TIL that the Death Star is the size of the Olympic Peninsula

TIL that the Death Star is the size of the Olympic Peninsula

Park My Spaceship is the simple, extremely amusing app I didn’t know I needed. It allows you to superimpose to-scale images of notable spacecraft from sci-fi shows and movies over Google Maps. That’s it. It’s great. You can check to see if Serenity would fit in your backyard or if the Millennium Falcon could land in your neighborhood park. It’s been around since 2018, but I first encountered it this week when @CincinnatiPhil TILearned about it and shared his discoveries on Twitter.

I set about placing ships around the greater Seattle area and found that the Millennium Falcon fits nicely in the fountain plaza in front of the Space Needle, which would look cool as hell. You can almost fit a Star Destroyer in Lake Union or park it on Harbor Island, a tiny landmass made entirely of dirt removed from early regrading projects dumped into Elliot Bay. (TIL in a TIL: A guy named Charles Butler and his 300 chickens used to live there.)

You can also rotate your spaceship and press play to “fly” it across the map. I sent an X-Wing across the West Seattle bridge, which is the only way to use the West Seattle bridge at the moment.

The Death Star (mark one, that is) is on an entirely different scale. It dwarfs Seattle and Tacoma, but it just about covers the Olympic peninsula, stretching all the way from Kitsap county to Forks and the shores of the Pacific. That’s no moon, indeed.

Santa taxis for takeoff at Seattle-Tacoma International Airport.

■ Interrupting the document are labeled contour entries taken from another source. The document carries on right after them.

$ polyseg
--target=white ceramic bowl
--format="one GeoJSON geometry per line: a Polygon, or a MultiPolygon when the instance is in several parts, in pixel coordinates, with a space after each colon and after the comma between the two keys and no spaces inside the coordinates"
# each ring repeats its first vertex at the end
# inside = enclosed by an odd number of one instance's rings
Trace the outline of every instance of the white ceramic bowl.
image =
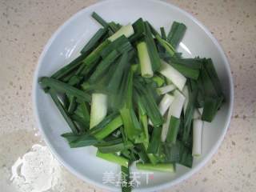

There are ships from Star Trek, Mass Effect, Hitchhiker’s Guide to the Galaxy, and many other classics of the genre (I’m just partial to Star Wars), even real-life space ships. And then there’s that most beloved of all UFOs, Santa’s sleigh. Adorably, the screen filled with drifting snowflakes as I positioned Santa on the runway at Seatac for takeoff. I hope he made it back to the North Pole before omicron came to town.